Sherri Frederick, Toledo’s transportation commissioner, said her division is indeed reviewing the consultant’s report.

“We are going to be implementing some of those recommendations,” particularly regarding signal timings near Secor Gardens, she said Monday evening.

Mr. Waniewski said the city should also look at restricting the northerly of the two private driveway intersections south of Executive to right turns only, which would eliminate a stoplight and its associated congestion there.

“We haven’t looked at that yet,” Mrs. Frederick said, noting that changes to private property access farther south was beyond the scope of DGL’s work for its client.

“The real problem is there’s too much traffic for the lanes we have,” she said.

The only one of the seven intersections studied where the consultants said “geometric changes” might be needed is Secor and Monroe Street, already well known as one of Toledo’s most congested corners.

The report did not make any specific recommendations for design changes there, but Doug Stephens, Toledo’s commissioner of engineering services, said a “safety project” planned for 2019 will make two changes that should help once construction is finished.

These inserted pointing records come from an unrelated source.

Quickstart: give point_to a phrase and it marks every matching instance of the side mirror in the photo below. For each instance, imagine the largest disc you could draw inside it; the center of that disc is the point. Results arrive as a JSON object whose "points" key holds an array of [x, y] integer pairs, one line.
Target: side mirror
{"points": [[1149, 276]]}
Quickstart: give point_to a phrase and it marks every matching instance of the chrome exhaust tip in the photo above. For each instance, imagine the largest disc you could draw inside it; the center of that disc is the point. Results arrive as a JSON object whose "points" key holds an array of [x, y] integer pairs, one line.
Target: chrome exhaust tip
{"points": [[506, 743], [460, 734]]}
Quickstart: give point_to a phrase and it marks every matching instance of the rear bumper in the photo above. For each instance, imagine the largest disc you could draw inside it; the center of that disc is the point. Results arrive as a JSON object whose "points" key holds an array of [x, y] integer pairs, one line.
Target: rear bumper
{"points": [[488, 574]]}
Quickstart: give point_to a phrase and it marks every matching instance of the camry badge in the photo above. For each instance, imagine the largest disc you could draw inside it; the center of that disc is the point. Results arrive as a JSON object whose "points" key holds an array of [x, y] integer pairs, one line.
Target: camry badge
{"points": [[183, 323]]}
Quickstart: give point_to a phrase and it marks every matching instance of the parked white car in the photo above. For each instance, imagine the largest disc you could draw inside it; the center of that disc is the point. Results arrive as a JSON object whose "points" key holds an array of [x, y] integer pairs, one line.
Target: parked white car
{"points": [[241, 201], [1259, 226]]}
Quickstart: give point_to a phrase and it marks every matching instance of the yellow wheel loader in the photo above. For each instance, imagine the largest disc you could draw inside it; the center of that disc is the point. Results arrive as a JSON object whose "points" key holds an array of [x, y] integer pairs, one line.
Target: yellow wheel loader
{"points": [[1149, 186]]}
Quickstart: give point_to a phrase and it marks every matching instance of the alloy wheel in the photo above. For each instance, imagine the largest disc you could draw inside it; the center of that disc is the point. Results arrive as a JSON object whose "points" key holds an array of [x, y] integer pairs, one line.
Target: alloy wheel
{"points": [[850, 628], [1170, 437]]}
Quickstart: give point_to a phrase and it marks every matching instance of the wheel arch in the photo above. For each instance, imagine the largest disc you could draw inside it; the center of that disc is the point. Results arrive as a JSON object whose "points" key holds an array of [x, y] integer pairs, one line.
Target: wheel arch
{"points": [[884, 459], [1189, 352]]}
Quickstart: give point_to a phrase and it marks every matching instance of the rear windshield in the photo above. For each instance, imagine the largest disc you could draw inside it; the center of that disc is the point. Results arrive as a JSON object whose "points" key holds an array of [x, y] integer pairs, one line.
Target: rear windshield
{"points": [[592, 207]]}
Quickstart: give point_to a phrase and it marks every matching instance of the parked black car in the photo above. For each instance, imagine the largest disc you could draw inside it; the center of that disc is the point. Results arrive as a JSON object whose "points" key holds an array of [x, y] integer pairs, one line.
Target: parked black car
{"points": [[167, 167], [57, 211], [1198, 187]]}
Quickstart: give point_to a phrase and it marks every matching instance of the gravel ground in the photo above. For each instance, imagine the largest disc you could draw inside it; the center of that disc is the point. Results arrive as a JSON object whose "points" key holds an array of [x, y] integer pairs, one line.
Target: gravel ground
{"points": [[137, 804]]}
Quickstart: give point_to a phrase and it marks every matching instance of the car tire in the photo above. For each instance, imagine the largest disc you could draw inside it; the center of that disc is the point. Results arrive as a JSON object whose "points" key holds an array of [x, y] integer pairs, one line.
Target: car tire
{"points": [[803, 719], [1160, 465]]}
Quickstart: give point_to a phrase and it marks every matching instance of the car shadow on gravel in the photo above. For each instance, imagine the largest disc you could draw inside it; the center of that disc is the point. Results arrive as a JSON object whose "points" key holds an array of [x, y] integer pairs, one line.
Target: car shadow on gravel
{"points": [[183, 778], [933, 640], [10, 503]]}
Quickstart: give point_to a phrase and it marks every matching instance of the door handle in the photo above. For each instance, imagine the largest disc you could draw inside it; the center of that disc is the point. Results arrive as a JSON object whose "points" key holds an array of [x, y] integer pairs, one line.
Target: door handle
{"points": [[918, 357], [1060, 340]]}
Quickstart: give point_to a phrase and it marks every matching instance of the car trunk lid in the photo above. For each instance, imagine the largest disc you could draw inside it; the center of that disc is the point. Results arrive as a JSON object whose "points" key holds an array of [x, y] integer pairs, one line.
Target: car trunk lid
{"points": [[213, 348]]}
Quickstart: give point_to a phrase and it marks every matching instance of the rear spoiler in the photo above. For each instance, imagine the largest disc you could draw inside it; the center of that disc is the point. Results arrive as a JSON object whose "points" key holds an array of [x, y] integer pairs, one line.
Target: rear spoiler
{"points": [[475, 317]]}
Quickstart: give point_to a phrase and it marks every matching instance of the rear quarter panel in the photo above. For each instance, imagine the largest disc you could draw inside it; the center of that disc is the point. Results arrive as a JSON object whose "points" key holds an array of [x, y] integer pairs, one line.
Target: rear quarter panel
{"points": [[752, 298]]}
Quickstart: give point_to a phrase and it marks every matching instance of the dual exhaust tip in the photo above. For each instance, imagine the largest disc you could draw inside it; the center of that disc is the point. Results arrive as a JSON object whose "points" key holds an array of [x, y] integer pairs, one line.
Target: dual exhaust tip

Those changes are addition of a right-turn lane on northbound Secor approaching Monroe and construction of a median on Secor just north of I-475 to prevent left turns in and out of the parking lot at what is now a Kroger supermarket — albeit one Kroger wants to replace, controversially, with a larger store on the other side of Secor.

Mr. Stephens said the city also has a “safety project” on tap next year to add a median on Central just west of Secor, also to prevent left turns to and from driveways that contribute to congestion and accidents.

While not directly on Secor, he said, that work should improve traffic flow through the Secor-Central intersection.

Toledo spent $6.5 million four years ago to rebuild Secor between Central and Monroe, including replacement of a water main beneath the street. Mr. Stephens said the smaller projects scheduled for 2018 and 2019 couldn’t also be done then because the extra money — including 90 percent federal funding — wasn’t available then.

They are also separate from a controversial widening project the city is planning for Secor south of Central. That project will be the subject of a public meeting at 6 p.m. today at Old Orchard Elementary School on Cheltenham Road.